Я ни разу не видел в мейерхольдовском «Лесе» такого Несчастливцева, каким был Несчастливцев — Мейерхольд на репетициях по возобновлению спектакля, я даже не видел такой Лидочки Муромской в «Свадьбе Кречинского», какой Лидочкой был Мейерхольд — седой старик, с длинным носом и хриплым голосом, — но и в этих ролях, на которые не нашлось актеров, равных по дарованию Боголюбову, Гарину, Ильинскому, Бабановой, был пламенный отсвет его дарования, его внутреннего роста, его силы.

Сам Мейерхольд, кстати, никогда не рекомендовал «показ» как единственный прием в работе режиссера с актером. Он всегда отличал технику «показа» и технику актерского исполнения в спектакле. На одной из репетиций «Ревизора» при возобновлении спектакля, помню, он кричал из зала актеру Мологину, игравшему Добчинского:

— Вы не играете, а показываете мне, как надо играть Добчинского! Это не актерское исполнение, а режиссерский показ!.. Не режиссируйте, а играйте!..

Но сам он блестяще, гениально «показывал». Это было свойством его индивидуальности, одаренной необычайной фантазией, его страстного, нетерпеливого темперамента, его способности одновременно с «что» всегда видеть «как» — не метод, не правило, а неповторимая особенность его дарования, такая же личная, как легендарное шаляпинское чувство ритма.

Неподдельность, эмоциональная первичность этих показов импровизаций несомненна. Несомненна и подлинность «прожитого» в каждом из этих эскизов, которые творились на сцене в таком щедром изобилии. Эскизы не перестают быть эскизами оттого, что иногда они нравятся нам едва ли не больше, чем их будущее воплощение на законченном полотне, как гениальные эскизы Леонардо, как эскизы А. Иванова[76] или — пример из другой области — как эскизы Сергея Эйзенштейна, недавно опубликованные. Существует специальное исследование о рисунках Пушкина на полях его черновиков; причем они исследуются не только, так сказать, функционально, в той мере, в которой они помогали восстановить создание стихотворного наброска, но и эстетически, как случайные, но самостоятельные и стилистически совершенные произведения графики. Так же можно было изучать эскизы — показы Мейерхольда. В них были преувеличенность и смелость наброска, его близость к промелькнувшему в видении художника образу и та удивительная идентичность замысла и воплощения, которой иногда не хватало в готовой картине — спектакле, если сравнивать создаваемые актерами образы с эскизами — показами Мейерхольда.

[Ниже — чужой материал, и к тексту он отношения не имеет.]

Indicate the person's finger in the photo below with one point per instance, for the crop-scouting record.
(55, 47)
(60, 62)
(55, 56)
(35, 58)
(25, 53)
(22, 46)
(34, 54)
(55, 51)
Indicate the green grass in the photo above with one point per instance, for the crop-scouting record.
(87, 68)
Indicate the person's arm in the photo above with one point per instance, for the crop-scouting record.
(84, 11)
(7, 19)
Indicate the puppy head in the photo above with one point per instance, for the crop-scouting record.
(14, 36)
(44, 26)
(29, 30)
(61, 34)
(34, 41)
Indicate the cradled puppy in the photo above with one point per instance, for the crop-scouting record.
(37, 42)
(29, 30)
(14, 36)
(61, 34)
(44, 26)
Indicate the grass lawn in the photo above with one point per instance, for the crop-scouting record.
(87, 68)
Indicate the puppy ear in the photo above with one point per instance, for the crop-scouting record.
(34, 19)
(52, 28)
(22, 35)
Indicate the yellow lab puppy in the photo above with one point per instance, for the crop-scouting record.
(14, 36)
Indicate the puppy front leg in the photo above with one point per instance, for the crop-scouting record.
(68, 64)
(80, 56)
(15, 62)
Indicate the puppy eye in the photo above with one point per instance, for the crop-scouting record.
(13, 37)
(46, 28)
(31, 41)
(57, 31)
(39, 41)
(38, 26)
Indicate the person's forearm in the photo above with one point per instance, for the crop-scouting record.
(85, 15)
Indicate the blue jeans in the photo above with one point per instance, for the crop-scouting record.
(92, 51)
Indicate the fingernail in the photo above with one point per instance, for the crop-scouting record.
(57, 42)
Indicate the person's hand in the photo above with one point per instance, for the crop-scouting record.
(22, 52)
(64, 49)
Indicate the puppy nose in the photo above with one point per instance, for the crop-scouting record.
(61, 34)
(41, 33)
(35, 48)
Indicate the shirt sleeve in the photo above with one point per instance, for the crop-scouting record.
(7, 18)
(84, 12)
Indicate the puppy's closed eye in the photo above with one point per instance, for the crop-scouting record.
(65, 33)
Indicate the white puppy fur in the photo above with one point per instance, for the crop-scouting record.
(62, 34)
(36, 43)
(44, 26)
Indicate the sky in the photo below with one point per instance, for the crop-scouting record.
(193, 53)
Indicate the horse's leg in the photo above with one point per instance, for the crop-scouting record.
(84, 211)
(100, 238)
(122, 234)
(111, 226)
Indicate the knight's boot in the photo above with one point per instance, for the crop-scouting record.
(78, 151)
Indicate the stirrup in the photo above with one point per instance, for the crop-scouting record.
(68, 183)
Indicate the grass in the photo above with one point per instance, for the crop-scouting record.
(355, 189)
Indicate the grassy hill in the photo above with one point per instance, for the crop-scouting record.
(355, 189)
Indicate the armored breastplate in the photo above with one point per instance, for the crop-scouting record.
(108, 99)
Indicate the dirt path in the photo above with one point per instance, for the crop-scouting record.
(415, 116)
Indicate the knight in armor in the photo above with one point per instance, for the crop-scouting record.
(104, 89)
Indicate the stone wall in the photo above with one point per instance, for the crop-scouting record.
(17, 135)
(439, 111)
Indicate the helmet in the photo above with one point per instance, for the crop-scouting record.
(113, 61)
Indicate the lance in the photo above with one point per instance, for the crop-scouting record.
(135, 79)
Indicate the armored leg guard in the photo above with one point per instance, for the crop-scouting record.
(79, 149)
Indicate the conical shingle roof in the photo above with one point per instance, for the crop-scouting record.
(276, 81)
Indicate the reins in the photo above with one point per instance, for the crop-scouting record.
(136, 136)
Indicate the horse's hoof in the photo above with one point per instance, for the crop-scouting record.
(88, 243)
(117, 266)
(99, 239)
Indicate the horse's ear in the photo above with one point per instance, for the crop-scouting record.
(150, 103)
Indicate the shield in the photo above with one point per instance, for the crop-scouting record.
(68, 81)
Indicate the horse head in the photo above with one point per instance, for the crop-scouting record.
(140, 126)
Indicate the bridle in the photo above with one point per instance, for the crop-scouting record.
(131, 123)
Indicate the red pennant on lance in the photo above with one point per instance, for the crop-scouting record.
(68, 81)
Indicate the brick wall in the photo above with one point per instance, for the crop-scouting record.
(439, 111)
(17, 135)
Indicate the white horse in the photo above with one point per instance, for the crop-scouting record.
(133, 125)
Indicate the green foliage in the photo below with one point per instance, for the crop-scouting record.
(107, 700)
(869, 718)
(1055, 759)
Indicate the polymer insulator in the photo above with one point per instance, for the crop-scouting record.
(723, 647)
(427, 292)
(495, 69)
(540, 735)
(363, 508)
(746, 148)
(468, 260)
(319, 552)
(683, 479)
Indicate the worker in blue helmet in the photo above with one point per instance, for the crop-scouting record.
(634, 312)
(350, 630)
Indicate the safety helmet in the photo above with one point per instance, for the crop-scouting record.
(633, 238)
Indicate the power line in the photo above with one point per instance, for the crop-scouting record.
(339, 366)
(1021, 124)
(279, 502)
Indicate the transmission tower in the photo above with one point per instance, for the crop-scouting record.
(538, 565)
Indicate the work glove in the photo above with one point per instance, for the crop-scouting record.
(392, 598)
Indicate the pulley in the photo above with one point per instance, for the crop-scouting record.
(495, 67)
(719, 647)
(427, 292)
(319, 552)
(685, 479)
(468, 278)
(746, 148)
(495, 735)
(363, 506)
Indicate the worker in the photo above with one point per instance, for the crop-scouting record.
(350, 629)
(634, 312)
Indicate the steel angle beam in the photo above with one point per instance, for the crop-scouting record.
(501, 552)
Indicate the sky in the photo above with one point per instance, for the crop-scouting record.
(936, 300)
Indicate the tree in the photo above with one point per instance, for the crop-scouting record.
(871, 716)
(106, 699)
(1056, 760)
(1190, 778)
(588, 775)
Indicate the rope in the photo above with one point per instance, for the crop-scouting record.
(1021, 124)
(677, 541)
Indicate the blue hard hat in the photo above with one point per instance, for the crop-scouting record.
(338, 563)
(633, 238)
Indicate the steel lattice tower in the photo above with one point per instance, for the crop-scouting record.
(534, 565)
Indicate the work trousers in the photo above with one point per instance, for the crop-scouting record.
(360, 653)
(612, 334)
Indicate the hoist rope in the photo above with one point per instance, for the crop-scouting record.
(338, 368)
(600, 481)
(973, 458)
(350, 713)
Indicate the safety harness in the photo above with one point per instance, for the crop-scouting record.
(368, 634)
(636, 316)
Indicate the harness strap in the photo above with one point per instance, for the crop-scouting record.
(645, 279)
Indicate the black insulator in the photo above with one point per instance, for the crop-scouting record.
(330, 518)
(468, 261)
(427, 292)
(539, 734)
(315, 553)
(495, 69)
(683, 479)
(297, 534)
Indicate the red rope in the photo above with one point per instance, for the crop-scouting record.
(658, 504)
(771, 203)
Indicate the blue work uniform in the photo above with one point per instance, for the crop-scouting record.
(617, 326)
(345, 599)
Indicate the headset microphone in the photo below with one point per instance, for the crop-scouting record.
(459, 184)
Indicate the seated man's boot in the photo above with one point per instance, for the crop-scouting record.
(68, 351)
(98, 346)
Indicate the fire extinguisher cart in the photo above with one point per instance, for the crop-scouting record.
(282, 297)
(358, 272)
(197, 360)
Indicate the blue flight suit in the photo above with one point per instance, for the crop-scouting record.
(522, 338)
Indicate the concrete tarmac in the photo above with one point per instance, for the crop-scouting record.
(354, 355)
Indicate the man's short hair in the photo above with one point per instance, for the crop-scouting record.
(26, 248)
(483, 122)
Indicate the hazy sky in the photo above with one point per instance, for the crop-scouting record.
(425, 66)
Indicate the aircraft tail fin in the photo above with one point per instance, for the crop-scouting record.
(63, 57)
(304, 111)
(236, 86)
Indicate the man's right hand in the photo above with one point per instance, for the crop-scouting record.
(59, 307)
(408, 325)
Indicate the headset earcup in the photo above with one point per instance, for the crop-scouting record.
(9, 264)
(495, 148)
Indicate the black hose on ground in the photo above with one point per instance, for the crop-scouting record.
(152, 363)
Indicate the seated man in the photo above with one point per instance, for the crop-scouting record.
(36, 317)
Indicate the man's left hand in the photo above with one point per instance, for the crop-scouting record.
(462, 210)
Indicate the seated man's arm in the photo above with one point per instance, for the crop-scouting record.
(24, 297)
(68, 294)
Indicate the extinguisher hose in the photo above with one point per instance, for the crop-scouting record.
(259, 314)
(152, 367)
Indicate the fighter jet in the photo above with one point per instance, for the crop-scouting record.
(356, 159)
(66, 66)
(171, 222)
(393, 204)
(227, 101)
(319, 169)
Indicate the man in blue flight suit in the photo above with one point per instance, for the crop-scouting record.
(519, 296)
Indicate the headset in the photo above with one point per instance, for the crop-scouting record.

Многие из них запомнились как законченные актерские образы. Они заслуживают быть описанными. Особенным качеством, этих актерских созданий Мейерхольда был темперамент. Иногда это была открытая, бурлящая эмоция, как у Гyro Нунбаха, Афанасия Пушкина или деревенской бабы — кликуши в сцене крестного хода в «Наташе» (называю первое, что вспомнилось из длинного ряда такого рода показов), иногда это был кипящий темперамент, выразительно закованный во внешнюю статику, как у графа Варвиля, Кречинского, Алоизия Пфэка. Мейерхольд очень любил острое сочетание внутренней динамики с внешней статикой. К сожалению, подобный сложный рисунок реже всего удавался исполнителям, если это не были Ю. М.Юрьев или Н. И.Боголюбов, актер, которого В. Э. особенно ценил за внутренний накал при внешней сдержанности. Мейерхольду равно удавались острокомедийные и трагические образы — его актерская палитра была богата всеми красками, но я помню также и нежный рисунок Маргерит в «Даме», мягкий лиризм Чацкого, добродушие Муромского, простоватость Луки.

вернуться

76

Имеются в виду эскизы живописца Александра Андреевича Иванова (1806–1858), автора знаменитого грандиозного полотна «Явление Христа народу» (1837–1857). Эти эскизы, являясь подготовительными материалами к картине, сами по себе представляют огромную художественную ценность, поскольку в них порой художнику удавалось добиться удивительной выразительности и психологической глубины образа, который на картине часто является лишь незначительным фрагментом.